Dealing with config files what's the options

Jorgen Grahn jgrahn-nntq at algonet.se
Sat Feb 26 21:07:53 EST 2005


On Fri, 25 Feb 2005 21:54:16 -0500, Tom Willis <tom.willis at gmail.com> wrote:
> On Fri, 25 Feb 2005 15:02:04 -0700, Dave Brueck
> <dave at pythonapocrypha.com> wrote:
>> Jorgen Grahn wrote:
...
>> > How about writing them in Python?
...
> I actually thought of this, and I was kind of on the fence due to the
> intended audience.
>
> I don't think it's too much to ask that they are comfy with the
> concept of variables. I mean, if it was a shell script they'd be at
> the top of the file anyway.
> 
> Then again I'm some what hesitant to help them make the connection
> that I'm giving them the ability to indirectly edit the code. Kind of
> like opening pandoras box. Once the figure out they can open any file
> (*.py) with notepad, there will be utter anarchy and I'll get the call
> at 4am that somethings wrong with the production data.

There's two issues there.

One is about hiding knowledge from the users.  I'm against that; this isn't
the middle ages. If they shoot themselves in the foot, that is /their/
problem, not yours. You support /your/ code, not whatever they hack together.
And with 99.999% certainty, they won't touch it.

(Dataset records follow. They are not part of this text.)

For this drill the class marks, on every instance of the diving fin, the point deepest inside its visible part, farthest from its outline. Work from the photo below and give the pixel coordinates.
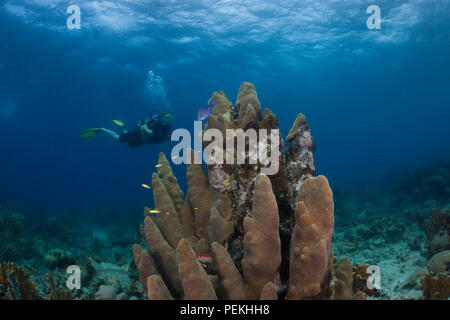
(89, 133)
(119, 123)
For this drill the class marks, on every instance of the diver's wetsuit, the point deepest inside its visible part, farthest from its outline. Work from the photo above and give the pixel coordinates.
(138, 137)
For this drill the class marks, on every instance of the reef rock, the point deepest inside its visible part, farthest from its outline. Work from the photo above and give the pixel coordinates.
(242, 217)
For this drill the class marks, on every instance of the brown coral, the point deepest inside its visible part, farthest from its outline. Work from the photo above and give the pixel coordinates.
(436, 287)
(14, 283)
(311, 244)
(244, 219)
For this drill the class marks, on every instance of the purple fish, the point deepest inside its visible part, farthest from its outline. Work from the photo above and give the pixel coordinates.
(204, 112)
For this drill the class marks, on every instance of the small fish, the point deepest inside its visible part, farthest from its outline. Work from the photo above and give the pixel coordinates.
(204, 112)
(119, 123)
(114, 270)
(204, 258)
(286, 147)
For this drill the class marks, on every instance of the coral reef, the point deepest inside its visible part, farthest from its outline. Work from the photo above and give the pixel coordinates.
(270, 236)
(14, 284)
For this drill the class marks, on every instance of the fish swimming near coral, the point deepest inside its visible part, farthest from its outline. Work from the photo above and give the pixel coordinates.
(286, 147)
(204, 112)
(204, 258)
(119, 123)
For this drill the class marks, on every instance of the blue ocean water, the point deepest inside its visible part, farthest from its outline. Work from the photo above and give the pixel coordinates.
(377, 100)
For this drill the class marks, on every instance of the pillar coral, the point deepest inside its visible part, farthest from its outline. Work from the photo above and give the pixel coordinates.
(269, 236)
(311, 243)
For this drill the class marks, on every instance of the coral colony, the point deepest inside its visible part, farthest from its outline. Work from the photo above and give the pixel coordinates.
(238, 233)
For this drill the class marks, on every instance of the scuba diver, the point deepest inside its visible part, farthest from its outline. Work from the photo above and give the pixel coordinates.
(154, 130)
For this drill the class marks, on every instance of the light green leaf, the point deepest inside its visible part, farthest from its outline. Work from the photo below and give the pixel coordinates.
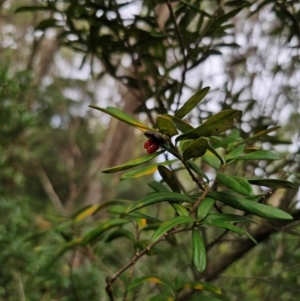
(204, 208)
(199, 285)
(158, 198)
(143, 171)
(199, 252)
(168, 225)
(169, 178)
(197, 170)
(260, 134)
(132, 163)
(235, 153)
(153, 279)
(196, 149)
(211, 160)
(251, 207)
(166, 126)
(120, 115)
(192, 103)
(104, 226)
(214, 125)
(237, 184)
(260, 155)
(273, 183)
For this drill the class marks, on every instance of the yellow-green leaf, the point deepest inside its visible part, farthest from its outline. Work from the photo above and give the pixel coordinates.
(132, 163)
(192, 103)
(166, 126)
(120, 115)
(214, 125)
(199, 252)
(196, 149)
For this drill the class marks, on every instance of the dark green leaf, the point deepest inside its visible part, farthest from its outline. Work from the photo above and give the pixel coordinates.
(168, 225)
(214, 125)
(169, 178)
(166, 126)
(273, 183)
(199, 285)
(199, 252)
(158, 198)
(204, 208)
(153, 279)
(235, 153)
(251, 207)
(260, 155)
(198, 170)
(196, 149)
(143, 171)
(192, 103)
(104, 226)
(132, 163)
(180, 124)
(237, 184)
(120, 115)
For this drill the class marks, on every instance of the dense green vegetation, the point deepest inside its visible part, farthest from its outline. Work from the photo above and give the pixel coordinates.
(211, 211)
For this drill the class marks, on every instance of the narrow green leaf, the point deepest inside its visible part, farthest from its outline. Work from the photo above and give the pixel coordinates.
(199, 285)
(180, 124)
(197, 170)
(214, 125)
(233, 228)
(24, 9)
(199, 252)
(132, 163)
(258, 209)
(153, 279)
(143, 171)
(169, 178)
(158, 187)
(119, 233)
(237, 184)
(227, 218)
(135, 214)
(166, 126)
(260, 155)
(196, 149)
(180, 210)
(273, 183)
(204, 208)
(192, 103)
(235, 153)
(120, 115)
(213, 151)
(104, 226)
(158, 198)
(211, 160)
(261, 134)
(168, 225)
(204, 298)
(162, 297)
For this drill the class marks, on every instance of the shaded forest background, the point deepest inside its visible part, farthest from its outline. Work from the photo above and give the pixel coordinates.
(145, 60)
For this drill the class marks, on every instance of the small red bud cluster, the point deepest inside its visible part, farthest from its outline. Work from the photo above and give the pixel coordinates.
(151, 146)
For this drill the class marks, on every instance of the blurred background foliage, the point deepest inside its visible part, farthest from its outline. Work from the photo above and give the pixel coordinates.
(60, 56)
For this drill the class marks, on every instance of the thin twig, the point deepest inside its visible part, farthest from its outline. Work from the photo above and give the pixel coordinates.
(182, 47)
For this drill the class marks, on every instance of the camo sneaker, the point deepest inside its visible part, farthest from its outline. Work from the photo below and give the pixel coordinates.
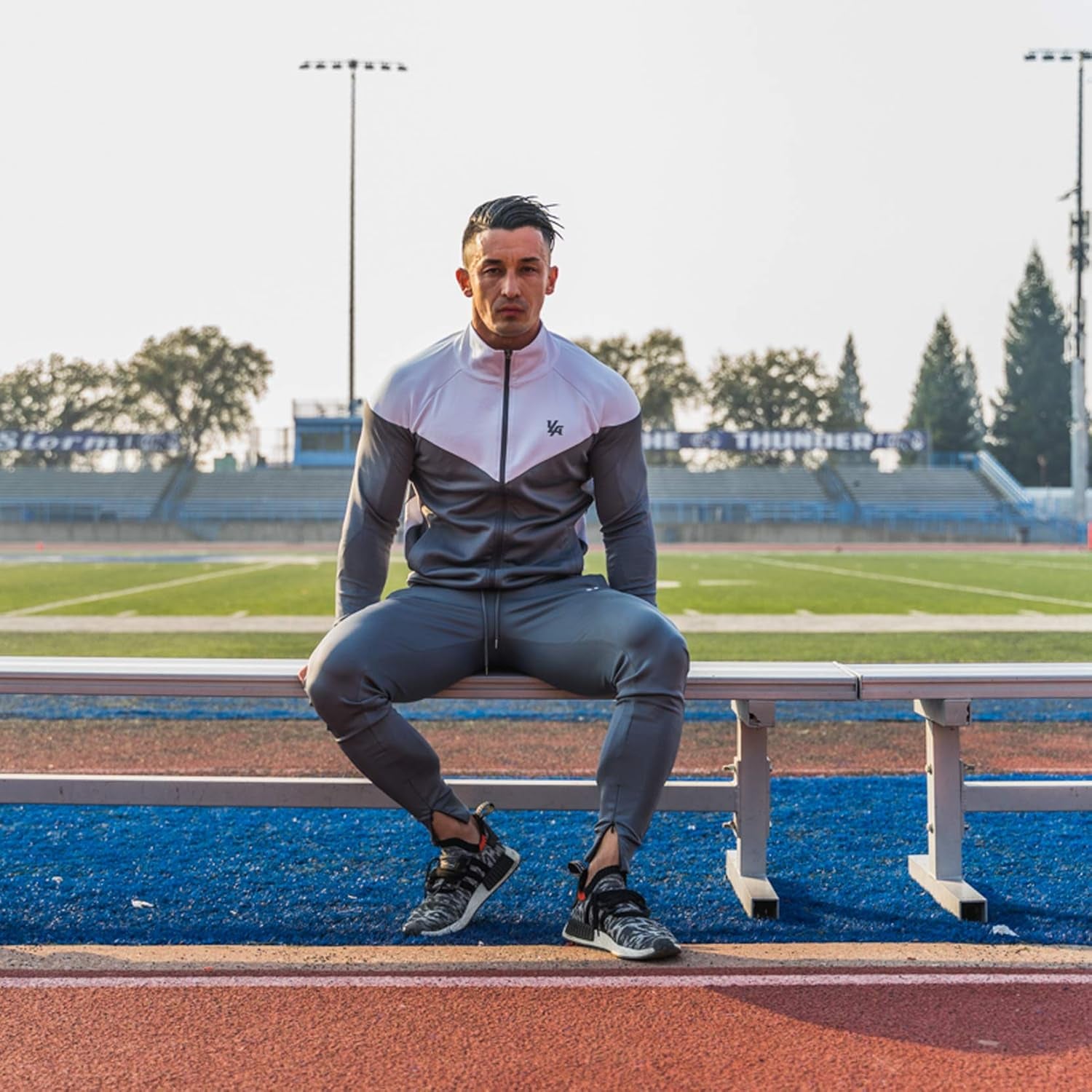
(460, 880)
(609, 915)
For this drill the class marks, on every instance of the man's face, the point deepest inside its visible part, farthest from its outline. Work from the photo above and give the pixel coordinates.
(508, 277)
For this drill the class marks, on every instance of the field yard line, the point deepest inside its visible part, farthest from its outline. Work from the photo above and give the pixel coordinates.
(57, 604)
(919, 582)
(651, 981)
(1024, 563)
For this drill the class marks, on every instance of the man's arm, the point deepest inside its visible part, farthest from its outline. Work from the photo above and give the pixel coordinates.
(384, 464)
(622, 499)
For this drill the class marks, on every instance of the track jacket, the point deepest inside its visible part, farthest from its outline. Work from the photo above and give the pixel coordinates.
(502, 451)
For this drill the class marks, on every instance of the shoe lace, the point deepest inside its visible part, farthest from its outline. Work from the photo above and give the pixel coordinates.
(618, 902)
(450, 871)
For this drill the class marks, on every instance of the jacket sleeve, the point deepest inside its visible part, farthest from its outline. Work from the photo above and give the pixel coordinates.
(616, 462)
(384, 464)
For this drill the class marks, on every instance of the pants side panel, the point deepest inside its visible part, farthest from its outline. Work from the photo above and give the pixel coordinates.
(583, 637)
(408, 646)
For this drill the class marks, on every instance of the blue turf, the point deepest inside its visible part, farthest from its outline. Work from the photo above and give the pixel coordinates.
(838, 856)
(63, 708)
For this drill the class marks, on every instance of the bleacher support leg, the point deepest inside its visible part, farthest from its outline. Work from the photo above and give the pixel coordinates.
(745, 865)
(941, 871)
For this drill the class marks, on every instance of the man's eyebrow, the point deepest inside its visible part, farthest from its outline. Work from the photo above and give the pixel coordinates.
(498, 261)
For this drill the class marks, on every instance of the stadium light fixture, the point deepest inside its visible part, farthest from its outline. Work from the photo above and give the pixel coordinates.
(353, 65)
(1079, 259)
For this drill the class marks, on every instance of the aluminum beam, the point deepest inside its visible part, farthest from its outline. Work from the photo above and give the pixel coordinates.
(510, 794)
(139, 676)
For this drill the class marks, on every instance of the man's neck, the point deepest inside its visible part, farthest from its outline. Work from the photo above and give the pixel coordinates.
(498, 342)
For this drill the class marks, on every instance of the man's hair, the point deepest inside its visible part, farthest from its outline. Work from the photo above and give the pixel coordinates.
(510, 213)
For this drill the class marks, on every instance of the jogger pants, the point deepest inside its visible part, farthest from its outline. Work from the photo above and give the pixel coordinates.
(574, 633)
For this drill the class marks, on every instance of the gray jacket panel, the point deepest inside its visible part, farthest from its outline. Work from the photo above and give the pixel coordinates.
(502, 454)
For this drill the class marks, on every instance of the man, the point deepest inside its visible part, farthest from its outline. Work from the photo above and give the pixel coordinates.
(500, 432)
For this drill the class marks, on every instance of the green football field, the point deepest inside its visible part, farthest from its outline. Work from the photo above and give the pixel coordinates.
(692, 583)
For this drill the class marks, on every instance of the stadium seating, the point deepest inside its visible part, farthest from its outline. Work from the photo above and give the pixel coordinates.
(956, 489)
(50, 495)
(939, 500)
(281, 494)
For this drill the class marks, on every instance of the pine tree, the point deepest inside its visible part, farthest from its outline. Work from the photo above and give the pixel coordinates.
(660, 375)
(847, 405)
(970, 376)
(1031, 424)
(946, 397)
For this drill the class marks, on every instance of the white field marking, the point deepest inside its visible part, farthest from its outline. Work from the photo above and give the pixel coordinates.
(917, 582)
(1026, 563)
(57, 604)
(652, 981)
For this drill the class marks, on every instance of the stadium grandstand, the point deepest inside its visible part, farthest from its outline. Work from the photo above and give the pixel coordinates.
(968, 498)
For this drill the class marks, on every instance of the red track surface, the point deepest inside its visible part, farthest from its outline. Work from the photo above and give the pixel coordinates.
(917, 1035)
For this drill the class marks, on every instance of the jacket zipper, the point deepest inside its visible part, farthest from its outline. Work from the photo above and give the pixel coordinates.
(499, 553)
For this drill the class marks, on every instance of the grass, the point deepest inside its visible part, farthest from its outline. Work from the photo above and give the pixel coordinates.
(757, 582)
(849, 648)
(709, 583)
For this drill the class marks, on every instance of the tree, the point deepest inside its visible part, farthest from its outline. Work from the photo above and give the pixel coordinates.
(946, 397)
(197, 384)
(56, 395)
(1032, 414)
(781, 390)
(970, 376)
(659, 373)
(847, 405)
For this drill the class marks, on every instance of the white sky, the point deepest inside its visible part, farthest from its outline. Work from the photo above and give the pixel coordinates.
(749, 173)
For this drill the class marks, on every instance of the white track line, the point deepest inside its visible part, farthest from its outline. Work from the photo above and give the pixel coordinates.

The other is about the config file messing up the environment for your main
program. Seems hard to do by mistake -- you'd have to write endless loops or
import modules and modify them, or someting. I seem to recall that you can
evaluate a piece of code in a separate environment/sandbox -- maybe that's
the way to go?

(Personally, I try to avoid designs which need config files. If I /did/ need
one I'd steal the design from some well-known Unix program, because that's
my primary target, and I'd prefer not to lock myself into Python -- I might
want to rewrite the thing in C, or Perl, or ...)

/Jorgen

-- 
  // Jorgen Grahn <jgrahn@       Ph'nglui mglw'nafh Cthulhu
\X/                algonet.se>   R'lyeh wgah'nagl fhtagn!